FDA Advisory Committee Report Raises Concern Dissolvable Tobacco Products Could Increase Overall Tobacco Use

Statement of Susan M. Liss, Executive Director, Campaign for Tobacco-Free Kids
March 22, 2012

WASHINGTON, DC – As required by the 2009 law granting the U.S. Food and Drug Administration authority over tobacco products, the FDA’s Tobacco Products Scientific Advisory Committee has issued a report about the impact of dissolvable tobacco products on the public health.

The report appropriately raises concerns that these products could increase overall tobacco use if they entice new users, including children, to start using tobacco or if they discourage current smokers from quitting. The report finds that these products have been marketed as an accessory to cigarettes and a way to get a nicotine fix in the growing number of places where smoking is not allowed. Such marketing could discourage smokers from quitting and truly protecting their health. The report also found no evidence that these products help smokers quit.

The committee’s report raises important concerns that the FDA must take into account as it determines how to regulate dissolvable tobacco products and as it reviews potential applications from tobacco companies to make “modified risk” claims that a tobacco product is less harmful. Before allowing such claims, the 2009 law requires the FDA to determine, based on the scientific evidence, that the product will benefit the health of the population as a whole and not just individual users. The FDA must consider whether any reduction in harm to an individual tobacco user may be offset by encouraging non-users, including kids, to start using tobacco or discouraging current tobacco users from quitting.

This is an appropriately rigorous, science-based standard given the tobacco industry’s long history of deception about its products.
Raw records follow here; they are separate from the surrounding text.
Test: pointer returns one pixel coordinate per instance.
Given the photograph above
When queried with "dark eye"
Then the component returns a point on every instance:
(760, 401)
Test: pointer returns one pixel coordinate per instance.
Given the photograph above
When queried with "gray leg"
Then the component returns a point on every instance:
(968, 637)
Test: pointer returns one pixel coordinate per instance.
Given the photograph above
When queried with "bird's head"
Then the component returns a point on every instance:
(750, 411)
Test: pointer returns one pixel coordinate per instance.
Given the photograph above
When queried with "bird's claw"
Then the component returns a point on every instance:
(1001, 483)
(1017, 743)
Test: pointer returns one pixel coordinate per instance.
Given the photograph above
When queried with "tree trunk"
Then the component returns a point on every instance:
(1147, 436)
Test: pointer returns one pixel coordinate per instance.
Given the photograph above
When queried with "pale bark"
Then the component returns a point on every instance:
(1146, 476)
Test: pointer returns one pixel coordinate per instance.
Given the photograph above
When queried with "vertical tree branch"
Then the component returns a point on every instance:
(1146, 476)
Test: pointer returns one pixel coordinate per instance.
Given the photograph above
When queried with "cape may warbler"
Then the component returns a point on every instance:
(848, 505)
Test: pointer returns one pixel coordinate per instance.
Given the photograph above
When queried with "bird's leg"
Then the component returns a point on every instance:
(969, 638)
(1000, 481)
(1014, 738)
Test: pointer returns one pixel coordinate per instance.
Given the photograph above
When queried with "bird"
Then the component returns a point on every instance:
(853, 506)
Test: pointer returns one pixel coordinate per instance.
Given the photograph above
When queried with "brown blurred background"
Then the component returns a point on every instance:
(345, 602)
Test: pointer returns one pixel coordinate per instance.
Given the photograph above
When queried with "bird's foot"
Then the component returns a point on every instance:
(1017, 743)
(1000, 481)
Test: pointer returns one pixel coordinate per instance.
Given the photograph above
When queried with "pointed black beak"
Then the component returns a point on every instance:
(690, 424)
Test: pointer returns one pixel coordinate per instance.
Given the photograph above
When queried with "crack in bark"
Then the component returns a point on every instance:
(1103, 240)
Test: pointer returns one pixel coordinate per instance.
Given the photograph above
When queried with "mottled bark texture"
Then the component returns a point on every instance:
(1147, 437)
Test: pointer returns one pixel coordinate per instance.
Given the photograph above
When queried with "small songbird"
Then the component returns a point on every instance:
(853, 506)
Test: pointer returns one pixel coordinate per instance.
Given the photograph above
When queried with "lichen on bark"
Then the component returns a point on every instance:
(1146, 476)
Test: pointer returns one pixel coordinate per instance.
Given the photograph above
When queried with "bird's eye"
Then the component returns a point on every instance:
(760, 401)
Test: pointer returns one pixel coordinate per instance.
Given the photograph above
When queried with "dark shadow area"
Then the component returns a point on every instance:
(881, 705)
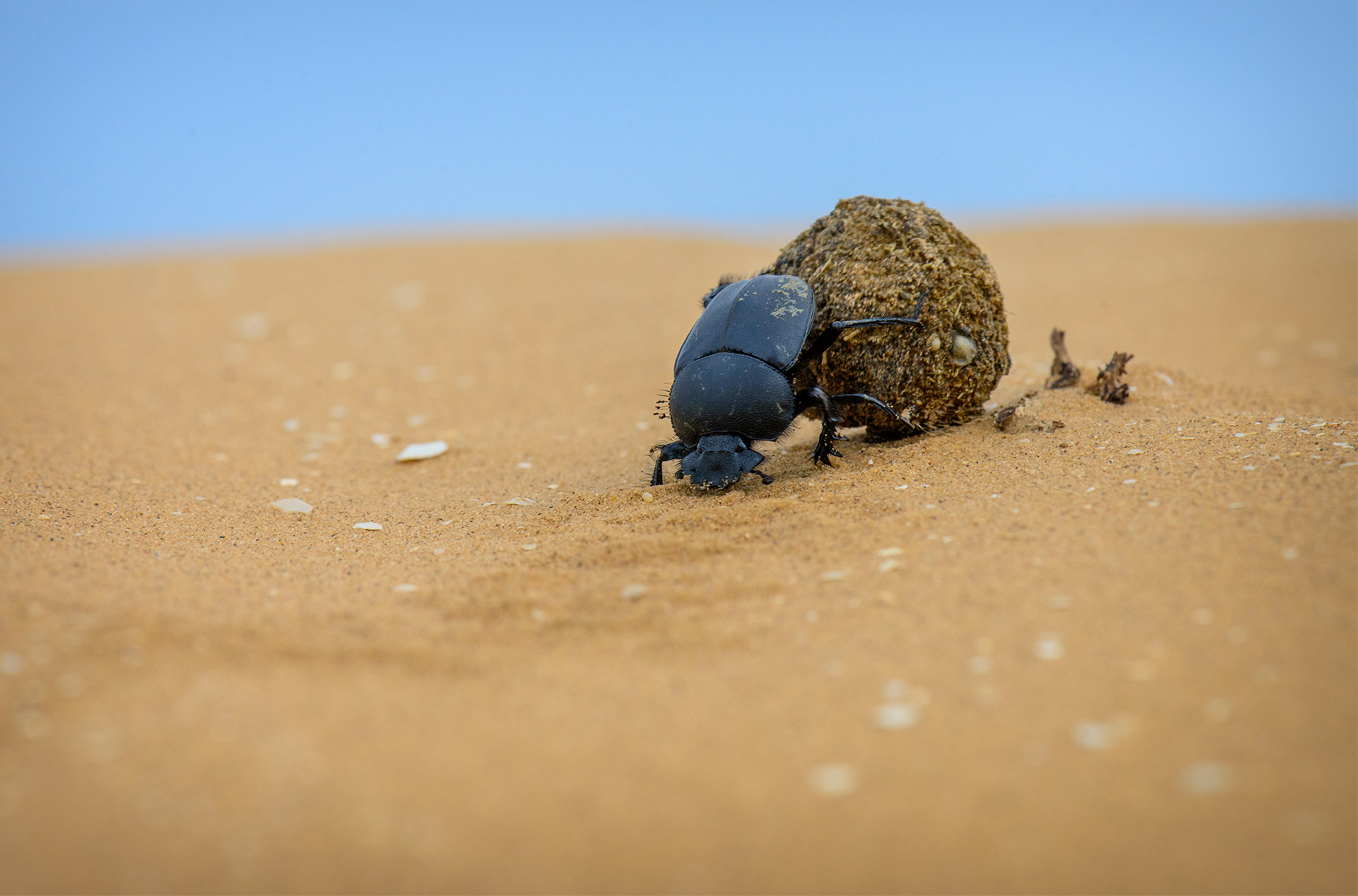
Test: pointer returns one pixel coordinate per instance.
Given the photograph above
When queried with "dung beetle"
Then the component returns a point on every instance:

The FDA must prevent a repeat of the decades-long fraud in which tobacco companies marketed light and low-tar cigarettes as safer despite knowing that they were just as harmful as regular cigarettes. This deception discouraged smokers from quitting and encouraged others to start, with devastating results for public health. It is critical that whatever action the FDA takes on dissolvable tobacco products be based on science, advance overall public health and not enable the tobacco industry to addict new users.